Friday Feb 20, 2026
Friday, 12 December 2014 05:45 - - {{hitsCtrl.values.hits}}
The two leaders presided over the signing of a ‘vision’ document setting out a roadmap for cooperation over an extended period, with the most ambitious area nuclear energy.
Russia’s state-owned Rosatom said that under an agreement signed on Thursday it would supply 12 nuclear energy reactors for India over 20 years.
A 1,000-megawatt reactor is operating at the Russian-built Kudankulam power station in south India, with a second due onstream in 2015. Putin had been pushing for Rosatom to increase the number of reactors it could supply to as many as 25.
Indian officials say a total of six reactors will be built at Kudankulam, with a further six to follow at a site that has not yet been determined.

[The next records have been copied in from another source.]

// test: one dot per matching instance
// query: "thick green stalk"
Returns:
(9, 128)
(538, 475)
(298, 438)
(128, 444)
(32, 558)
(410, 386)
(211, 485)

Other strategic deals were expected to cover oil exploration and supply, infrastructure and an increase in direct diamond sales to India by Russian state monopoly Alrosa.
On defence, the two sides will seek to move ahead with long-delayed projects to develop a joint fifth-generation fighter jet and a multi-role transport aircraft.
A spokesman for India’s foreign minister said he was not officially aware of Crimean leader Sergey Aksyonov’s visit.
Gul Kripalani, a Mumbai businessman who met the Crimean leader at a New Delhi hotel as head of the Indian-Crimean Partnership, told Reuters the talks were unofficial and Aksyonov had ‘happened to be on the flight with His Excellency President Putin’.
Western countries imposed sanctions against Russia over the annexation of Crimea in February and the Kremlin’s support for an uprising by pro-Russian rebels in eastern Ukraine.